Re: determining if equation is linear in indicated dependent variable

Did you intend the original expression to instead be the equation:

\(\displaystyle 4x\,dy+(y-x)\,dx=0\) ?

This is in differential form. And yes, integrals also contain a differential (after the integrand usually), to denote with respect to what variable we are integrating.

No I didn't inted for the original expression to be that.
So the statement could be rewritten as \(\displaystyle \frac{d}{dx}(y-x)+\frac{d}{dy}4xy=0\) ?

 

[MarkFL]

Re: determining if equation is linear in indicated dependent variable

We cannot take an expression and convert it into an equation.

 

[find_the_fun]

Re: determining if equation is linear in indicated dependent variable

We cannot take an expression and convert it into an equation.

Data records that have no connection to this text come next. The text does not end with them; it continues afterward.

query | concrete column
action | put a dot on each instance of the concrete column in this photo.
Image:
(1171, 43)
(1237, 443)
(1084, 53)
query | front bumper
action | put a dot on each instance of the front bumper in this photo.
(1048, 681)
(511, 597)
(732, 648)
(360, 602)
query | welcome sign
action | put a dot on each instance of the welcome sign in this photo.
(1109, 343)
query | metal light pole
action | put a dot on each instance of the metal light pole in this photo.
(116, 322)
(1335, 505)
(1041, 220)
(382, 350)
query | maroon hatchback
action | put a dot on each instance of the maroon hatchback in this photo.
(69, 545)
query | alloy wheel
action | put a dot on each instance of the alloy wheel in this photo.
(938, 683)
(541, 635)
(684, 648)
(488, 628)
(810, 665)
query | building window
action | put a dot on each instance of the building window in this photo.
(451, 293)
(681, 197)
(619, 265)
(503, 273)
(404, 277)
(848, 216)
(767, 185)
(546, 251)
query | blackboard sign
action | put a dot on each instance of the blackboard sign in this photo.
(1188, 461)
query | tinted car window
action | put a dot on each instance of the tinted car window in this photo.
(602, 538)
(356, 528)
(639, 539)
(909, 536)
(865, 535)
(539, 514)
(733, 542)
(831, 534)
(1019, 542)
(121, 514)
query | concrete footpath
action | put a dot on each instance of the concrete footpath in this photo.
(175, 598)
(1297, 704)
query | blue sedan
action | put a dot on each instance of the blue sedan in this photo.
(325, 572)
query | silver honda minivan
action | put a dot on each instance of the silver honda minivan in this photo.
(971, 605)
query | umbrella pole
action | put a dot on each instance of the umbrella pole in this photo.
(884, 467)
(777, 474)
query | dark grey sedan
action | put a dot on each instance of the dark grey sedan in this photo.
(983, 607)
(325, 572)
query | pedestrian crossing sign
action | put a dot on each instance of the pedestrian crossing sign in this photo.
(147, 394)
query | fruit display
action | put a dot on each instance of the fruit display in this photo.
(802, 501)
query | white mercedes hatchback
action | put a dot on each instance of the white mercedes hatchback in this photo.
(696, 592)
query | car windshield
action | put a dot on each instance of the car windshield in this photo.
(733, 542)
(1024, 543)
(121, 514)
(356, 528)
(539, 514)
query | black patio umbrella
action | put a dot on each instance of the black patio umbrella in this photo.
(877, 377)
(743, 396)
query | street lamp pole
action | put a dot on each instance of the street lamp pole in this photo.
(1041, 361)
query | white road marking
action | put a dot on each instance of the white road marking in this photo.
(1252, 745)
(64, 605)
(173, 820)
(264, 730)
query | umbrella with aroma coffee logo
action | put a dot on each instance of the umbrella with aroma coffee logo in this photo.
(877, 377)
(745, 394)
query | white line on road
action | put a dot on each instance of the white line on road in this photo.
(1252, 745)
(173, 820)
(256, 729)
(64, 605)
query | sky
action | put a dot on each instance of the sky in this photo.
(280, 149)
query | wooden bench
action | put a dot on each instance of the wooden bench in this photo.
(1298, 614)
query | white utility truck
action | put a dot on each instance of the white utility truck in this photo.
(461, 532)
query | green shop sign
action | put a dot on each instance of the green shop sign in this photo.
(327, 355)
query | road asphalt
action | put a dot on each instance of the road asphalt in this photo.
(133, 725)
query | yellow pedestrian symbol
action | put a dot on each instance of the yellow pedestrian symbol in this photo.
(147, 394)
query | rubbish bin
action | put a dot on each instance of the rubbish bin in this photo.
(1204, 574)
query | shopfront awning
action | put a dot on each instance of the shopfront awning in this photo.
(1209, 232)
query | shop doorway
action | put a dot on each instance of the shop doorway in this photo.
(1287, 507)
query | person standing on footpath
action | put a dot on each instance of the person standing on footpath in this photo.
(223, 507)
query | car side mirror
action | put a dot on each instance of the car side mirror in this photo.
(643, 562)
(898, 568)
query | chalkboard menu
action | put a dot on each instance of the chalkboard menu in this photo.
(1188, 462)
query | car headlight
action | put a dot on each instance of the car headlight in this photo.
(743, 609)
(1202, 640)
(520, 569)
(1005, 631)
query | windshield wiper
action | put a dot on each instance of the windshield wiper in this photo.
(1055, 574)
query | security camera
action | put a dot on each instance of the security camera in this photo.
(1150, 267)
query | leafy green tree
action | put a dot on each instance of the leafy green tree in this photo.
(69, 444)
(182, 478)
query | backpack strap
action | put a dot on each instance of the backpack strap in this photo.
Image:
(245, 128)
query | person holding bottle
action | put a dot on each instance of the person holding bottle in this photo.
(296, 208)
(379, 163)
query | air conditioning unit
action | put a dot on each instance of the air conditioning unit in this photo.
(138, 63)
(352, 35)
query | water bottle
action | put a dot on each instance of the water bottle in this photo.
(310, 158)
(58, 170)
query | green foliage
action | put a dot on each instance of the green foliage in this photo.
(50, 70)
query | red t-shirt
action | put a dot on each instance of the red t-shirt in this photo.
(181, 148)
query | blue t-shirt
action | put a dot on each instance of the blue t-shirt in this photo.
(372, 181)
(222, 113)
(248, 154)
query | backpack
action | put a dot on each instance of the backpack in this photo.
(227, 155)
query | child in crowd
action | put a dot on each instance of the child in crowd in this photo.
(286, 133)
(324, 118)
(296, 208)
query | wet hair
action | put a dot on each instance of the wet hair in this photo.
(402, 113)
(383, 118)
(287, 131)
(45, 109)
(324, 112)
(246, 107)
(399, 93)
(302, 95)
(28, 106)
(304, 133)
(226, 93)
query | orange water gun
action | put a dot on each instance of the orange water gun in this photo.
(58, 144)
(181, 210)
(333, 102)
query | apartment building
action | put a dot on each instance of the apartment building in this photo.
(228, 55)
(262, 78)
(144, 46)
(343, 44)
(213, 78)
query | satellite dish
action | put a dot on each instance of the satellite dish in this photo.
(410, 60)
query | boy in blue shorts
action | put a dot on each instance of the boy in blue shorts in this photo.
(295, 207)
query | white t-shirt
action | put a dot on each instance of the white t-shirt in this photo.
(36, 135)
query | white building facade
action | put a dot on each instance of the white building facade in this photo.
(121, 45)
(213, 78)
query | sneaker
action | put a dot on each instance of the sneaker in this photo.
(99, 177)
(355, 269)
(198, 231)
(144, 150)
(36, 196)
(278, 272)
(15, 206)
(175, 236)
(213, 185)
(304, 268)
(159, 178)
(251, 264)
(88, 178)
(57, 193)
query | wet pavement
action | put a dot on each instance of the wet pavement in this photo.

I see what you mean now and yes you were right. Sorry about that. I thought your point was to move terms around and didn't look at the =0 at the end. I should have been more careful.

 

[MarkFL]

Re: determining if equation is linear in indicated dependent variable

There is still a problem, since:

\(\displaystyle (y-x)\,dx +4xy\,dy=0\)

cannot be rewritten as:

\(\displaystyle 4xy'+y=x\)

or in standard linear form:

\(\displaystyle y'+\frac{1}{4x}y=\frac{1}{4}\)

However, the equation:

\(\displaystyle (y-x)\,dx+4x\,dy=0\)

can.

 

[find_the_fun]

Re: determining if equation is linear in indicated dependent variable

View attachment 1275

 

[MarkFL]

Re: determining if equation is linear in indicated dependent variable

Unfortunately, the book contains a typo.

 

[find_the_fun]

Re: determining if equation is linear in indicated dependent variable

Ok well the original question I was working on is

Determine whether the given equation is linear in the indicated dependent variable by matching it with the first differential equation given in (7).

\(\displaystyle u dv+(v+uv-ue^u)du=0\) in v; in u​

I'm not sure if I'm doing this right. So \(\displaystyle u dv=0\) since u is treated like a constant. \(\displaystyle (v+uv-ue^u)du=v-ue^u-e^u\) since v is treated like a constant. Am I supposed to be looking at the dv and du to know which variable to differentiate with respect to? How does the "in v; in u" make a difference?

 

[MarkFL]

Re: determining if equation is linear in indicated dependent variable

Okay, we are given the ODE:

\(\displaystyle u\,dv+(v+uv-ue^u)\,du=0\)

Without knowing the form given in (7), we may still assert:

If it is linear in $v$, then we will be able to rewrite the ODE in the form:

\(\displaystyle \frac{dv}{du}+f(u)v=g(u)\)

and if it is linear in $u$, then we will be able to rewrite the ODE in the form:

\(\displaystyle \frac{du}{dv}+f(v)u=g(v)\)

 

[find_the_fun]

Re: determining if equation is linear in indicated dependent variable

Okay, we are given the ODE:

If it is linear in $v$, then we will be able to rewrite the ODE in the form:

\(\displaystyle \frac{dv}{du}+f(u)v=g(u)\)

This is not apparent to me. This is the first time I've seen an equation with du or dv just floating around.

 

[MarkFL]

Re: determining if equation is linear in indicated dependent variable

As an example consider the equation:

\(\displaystyle y=x^2\)

Differentiating with respect to $x$, we may write the ODE:

\(\displaystyle \frac{dy}{dx}=2x\)

In differential form, this ODE is:

\(\displaystyle dy=2x\,dx\)